Monday, March 26, 2007

The garden of forking paths

At First Things, Robert T. Miller parses the concept of ethical relativism. A useful map of the dead ends of modern ethical thought, but a warning too: we should take even error as we find it, and not as we hope or think it might be…

Faced with a bewildering assortment of moral systems all different from the Catholic one, Catholic thinkers cannot throw up their hands and condemn all the competitors as forms of relativism. For one thing, knowledgeable people will realize that the charge is clearly false and will thus conclude that the Catholic thinker doesn’t really know what he’s talking about. For another, the people the Catholic thinker is accusing of relativism are in fact producing arguments—often very sophisticated ones. Religious believers who are committed to participating in the public square need to understand these arguments and be prepared to answer them. They cannot escape this hard work by invoking the bogeyman of ethical relativism.

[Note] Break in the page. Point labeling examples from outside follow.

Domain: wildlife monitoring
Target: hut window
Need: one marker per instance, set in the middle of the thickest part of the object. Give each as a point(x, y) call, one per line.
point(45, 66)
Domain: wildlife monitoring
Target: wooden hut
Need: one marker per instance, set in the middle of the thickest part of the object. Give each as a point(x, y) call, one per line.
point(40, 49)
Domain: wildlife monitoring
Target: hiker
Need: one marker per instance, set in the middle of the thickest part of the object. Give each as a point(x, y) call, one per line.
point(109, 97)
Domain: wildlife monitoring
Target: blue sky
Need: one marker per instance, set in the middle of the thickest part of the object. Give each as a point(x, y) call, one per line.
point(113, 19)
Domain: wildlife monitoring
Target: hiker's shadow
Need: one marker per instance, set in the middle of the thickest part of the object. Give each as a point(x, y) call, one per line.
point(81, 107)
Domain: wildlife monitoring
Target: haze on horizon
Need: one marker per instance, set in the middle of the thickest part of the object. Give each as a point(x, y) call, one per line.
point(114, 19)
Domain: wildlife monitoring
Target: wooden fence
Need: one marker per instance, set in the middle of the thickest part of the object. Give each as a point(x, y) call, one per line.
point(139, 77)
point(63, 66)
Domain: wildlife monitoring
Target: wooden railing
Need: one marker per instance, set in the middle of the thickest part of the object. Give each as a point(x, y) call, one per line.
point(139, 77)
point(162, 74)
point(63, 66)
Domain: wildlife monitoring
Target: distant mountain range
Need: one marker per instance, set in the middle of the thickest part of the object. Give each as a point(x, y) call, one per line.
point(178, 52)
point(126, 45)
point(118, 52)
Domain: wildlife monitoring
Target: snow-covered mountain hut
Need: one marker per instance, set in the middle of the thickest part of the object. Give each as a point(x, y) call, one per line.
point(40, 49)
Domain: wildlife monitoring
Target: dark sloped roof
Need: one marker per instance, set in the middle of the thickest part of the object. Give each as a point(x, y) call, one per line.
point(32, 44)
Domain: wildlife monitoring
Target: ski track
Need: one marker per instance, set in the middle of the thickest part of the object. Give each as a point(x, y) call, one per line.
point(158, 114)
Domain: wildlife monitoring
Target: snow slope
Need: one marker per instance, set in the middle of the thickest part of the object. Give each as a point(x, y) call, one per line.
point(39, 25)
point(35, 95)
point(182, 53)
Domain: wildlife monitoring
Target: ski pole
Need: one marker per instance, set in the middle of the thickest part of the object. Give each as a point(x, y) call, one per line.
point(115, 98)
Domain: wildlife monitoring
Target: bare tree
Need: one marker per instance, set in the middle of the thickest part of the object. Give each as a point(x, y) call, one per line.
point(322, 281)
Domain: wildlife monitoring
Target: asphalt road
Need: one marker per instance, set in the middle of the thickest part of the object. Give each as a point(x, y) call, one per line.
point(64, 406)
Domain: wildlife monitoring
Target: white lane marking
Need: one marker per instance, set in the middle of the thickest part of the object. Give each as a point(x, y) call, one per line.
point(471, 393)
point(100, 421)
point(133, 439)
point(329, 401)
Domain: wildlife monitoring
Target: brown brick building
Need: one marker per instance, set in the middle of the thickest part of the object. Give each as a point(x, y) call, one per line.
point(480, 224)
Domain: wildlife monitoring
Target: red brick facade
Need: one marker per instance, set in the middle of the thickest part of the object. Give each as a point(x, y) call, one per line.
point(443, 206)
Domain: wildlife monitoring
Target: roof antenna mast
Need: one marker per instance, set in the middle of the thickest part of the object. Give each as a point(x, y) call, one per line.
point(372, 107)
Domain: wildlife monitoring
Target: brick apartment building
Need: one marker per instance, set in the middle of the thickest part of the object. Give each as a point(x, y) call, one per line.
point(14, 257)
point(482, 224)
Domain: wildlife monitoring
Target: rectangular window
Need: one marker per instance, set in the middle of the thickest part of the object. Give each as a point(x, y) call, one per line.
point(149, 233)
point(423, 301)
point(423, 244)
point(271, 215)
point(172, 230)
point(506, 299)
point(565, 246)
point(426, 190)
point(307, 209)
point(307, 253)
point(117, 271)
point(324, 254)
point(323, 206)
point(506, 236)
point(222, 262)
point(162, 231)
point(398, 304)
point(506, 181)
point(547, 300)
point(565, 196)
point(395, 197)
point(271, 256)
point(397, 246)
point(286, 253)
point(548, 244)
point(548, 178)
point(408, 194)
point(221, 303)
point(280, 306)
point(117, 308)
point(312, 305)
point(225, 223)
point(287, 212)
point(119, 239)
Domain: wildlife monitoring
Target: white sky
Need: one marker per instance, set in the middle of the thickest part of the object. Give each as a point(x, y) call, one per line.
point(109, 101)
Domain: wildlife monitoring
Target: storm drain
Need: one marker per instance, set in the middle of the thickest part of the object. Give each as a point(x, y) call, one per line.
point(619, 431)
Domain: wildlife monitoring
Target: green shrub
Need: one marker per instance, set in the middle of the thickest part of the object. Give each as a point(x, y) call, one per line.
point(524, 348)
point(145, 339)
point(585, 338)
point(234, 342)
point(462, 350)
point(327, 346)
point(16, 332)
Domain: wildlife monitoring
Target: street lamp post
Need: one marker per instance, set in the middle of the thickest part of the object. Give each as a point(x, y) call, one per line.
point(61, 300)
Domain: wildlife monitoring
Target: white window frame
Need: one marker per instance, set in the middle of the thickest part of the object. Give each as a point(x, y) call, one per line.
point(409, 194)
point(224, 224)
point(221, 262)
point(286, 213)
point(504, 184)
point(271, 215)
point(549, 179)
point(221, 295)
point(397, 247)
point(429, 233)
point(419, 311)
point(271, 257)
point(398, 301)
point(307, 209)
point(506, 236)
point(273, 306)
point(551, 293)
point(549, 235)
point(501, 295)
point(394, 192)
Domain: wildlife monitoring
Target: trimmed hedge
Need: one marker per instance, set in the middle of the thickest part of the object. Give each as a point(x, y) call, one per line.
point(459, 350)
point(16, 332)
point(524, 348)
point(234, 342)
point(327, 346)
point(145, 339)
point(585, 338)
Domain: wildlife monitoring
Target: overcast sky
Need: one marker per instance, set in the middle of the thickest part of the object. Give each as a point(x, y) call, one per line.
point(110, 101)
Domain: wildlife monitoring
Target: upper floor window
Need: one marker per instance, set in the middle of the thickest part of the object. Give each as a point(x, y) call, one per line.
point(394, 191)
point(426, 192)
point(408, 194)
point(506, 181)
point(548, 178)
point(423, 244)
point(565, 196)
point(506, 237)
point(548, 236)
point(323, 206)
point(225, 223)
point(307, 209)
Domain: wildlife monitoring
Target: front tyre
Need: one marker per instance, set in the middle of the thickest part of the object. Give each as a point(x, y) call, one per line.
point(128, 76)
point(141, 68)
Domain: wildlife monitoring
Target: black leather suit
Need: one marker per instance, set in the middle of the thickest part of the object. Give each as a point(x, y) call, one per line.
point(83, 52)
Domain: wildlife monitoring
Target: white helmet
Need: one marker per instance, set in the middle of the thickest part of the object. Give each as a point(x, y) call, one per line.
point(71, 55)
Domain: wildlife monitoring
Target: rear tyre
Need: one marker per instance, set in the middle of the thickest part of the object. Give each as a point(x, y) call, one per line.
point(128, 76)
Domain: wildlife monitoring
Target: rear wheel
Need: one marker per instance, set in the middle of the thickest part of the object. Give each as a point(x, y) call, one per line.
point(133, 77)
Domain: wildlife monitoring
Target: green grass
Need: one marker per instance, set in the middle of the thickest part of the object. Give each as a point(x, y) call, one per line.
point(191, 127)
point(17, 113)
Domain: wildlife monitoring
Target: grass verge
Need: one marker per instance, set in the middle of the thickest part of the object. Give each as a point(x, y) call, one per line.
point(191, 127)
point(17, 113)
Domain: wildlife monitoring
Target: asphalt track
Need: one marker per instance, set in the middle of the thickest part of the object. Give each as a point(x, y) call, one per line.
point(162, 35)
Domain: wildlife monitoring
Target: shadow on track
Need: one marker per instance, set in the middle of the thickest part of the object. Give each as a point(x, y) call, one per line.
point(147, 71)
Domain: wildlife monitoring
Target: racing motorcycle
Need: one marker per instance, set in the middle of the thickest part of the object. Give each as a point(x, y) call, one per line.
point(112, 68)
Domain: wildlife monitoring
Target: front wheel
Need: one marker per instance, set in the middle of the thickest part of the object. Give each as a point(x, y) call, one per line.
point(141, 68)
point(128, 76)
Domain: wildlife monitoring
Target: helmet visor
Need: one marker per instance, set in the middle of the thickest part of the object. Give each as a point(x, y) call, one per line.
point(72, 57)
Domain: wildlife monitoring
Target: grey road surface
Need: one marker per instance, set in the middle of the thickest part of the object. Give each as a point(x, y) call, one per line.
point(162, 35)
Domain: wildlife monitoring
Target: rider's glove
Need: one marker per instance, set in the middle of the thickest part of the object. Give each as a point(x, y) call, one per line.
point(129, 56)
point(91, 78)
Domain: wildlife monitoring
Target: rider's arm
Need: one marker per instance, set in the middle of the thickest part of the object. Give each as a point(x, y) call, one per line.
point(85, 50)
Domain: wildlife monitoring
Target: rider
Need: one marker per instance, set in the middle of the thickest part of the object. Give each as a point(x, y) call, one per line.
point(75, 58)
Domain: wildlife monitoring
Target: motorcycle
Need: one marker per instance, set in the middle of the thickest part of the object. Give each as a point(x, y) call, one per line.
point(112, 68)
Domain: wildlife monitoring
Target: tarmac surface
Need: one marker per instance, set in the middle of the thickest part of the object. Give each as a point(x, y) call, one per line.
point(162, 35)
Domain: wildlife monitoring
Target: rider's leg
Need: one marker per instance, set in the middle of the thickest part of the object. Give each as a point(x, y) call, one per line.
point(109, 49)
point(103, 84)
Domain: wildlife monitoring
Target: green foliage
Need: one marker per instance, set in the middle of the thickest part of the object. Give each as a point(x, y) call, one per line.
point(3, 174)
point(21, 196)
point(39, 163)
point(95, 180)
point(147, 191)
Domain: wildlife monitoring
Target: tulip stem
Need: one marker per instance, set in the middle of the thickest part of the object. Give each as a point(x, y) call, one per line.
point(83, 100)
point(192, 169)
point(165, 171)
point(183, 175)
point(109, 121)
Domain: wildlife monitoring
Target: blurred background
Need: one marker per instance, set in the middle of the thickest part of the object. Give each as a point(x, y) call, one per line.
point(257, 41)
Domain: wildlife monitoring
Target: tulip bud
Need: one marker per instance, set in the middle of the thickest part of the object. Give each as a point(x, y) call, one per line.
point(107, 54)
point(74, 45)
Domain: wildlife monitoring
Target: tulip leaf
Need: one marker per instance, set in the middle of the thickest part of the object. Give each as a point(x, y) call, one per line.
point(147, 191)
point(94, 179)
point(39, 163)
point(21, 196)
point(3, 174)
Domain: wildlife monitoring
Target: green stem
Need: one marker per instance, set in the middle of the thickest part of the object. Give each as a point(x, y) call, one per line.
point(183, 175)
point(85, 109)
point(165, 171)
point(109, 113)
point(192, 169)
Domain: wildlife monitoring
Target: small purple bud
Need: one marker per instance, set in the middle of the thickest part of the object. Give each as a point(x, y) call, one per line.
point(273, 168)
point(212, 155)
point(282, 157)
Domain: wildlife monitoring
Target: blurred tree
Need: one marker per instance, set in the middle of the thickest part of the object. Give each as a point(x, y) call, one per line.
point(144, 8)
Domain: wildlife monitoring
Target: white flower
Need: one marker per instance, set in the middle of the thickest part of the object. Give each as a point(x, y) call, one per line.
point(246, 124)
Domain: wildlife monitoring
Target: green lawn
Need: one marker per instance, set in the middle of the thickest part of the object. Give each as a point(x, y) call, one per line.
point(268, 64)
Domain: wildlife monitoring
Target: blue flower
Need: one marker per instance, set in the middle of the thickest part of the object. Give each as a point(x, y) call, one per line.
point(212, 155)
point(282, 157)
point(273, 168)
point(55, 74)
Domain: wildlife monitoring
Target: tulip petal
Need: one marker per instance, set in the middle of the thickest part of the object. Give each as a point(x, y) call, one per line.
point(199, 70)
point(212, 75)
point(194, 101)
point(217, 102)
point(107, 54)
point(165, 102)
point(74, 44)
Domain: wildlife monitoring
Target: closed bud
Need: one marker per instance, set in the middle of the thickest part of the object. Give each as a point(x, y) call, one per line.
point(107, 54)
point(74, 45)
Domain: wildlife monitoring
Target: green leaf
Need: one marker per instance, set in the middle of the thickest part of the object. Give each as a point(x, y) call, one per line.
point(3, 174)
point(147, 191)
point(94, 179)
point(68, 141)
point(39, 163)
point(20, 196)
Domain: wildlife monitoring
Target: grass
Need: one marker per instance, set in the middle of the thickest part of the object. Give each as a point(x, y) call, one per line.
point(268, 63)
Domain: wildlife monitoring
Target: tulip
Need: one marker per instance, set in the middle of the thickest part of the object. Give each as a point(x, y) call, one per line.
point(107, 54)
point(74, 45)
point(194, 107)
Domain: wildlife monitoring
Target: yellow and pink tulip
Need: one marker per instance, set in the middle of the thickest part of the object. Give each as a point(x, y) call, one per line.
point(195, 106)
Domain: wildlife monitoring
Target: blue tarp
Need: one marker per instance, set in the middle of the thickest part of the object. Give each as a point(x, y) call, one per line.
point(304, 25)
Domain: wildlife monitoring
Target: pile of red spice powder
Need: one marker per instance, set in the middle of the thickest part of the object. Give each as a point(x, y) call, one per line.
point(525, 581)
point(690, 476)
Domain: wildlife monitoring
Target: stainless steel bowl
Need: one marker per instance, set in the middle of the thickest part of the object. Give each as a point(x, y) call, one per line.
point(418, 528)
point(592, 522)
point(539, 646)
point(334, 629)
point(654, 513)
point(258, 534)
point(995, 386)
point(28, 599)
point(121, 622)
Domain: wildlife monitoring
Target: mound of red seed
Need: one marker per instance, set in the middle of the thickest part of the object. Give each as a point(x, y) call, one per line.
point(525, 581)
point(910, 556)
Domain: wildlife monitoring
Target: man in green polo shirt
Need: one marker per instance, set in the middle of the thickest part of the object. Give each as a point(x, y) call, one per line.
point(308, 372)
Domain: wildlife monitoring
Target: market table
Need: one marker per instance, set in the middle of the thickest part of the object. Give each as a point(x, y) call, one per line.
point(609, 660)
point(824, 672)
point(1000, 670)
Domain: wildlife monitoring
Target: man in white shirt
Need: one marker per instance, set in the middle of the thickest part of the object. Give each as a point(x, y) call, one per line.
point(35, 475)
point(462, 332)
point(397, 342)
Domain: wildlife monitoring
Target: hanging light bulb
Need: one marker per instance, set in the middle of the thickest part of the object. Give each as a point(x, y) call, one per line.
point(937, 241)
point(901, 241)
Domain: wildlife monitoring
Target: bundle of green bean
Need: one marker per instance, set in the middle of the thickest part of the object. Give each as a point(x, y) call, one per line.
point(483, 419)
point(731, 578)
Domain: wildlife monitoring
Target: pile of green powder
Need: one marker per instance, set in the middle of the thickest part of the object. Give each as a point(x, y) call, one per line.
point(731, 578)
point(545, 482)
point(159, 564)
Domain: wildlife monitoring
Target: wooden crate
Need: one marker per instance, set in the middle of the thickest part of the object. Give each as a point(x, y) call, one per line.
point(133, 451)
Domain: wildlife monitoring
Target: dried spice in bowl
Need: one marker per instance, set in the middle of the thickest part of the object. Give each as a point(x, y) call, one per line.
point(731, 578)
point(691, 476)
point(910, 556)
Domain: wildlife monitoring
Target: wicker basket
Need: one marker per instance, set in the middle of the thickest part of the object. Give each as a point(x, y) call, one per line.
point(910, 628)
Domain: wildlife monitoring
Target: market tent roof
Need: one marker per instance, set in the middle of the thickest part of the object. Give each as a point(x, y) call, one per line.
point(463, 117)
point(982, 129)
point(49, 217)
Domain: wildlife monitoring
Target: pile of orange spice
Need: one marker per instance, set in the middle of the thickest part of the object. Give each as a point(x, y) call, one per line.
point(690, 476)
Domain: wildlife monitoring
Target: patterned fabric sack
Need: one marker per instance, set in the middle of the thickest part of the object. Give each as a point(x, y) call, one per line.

[Update] I have one reservation with Miller's analysis. Academe may parse concepts ad absurdum, but what happens in academe is not the same as what happens in the wider culture. It is a truism that apparently practical men implement the thoughts of long-dead scribblers. The emotivism of the 20th century, discredited amongst serious thinkers, is nonetheless potent. We all encounter this, every time we hear someone say, in defiance of facts, "I'm still entitled to my opinion...".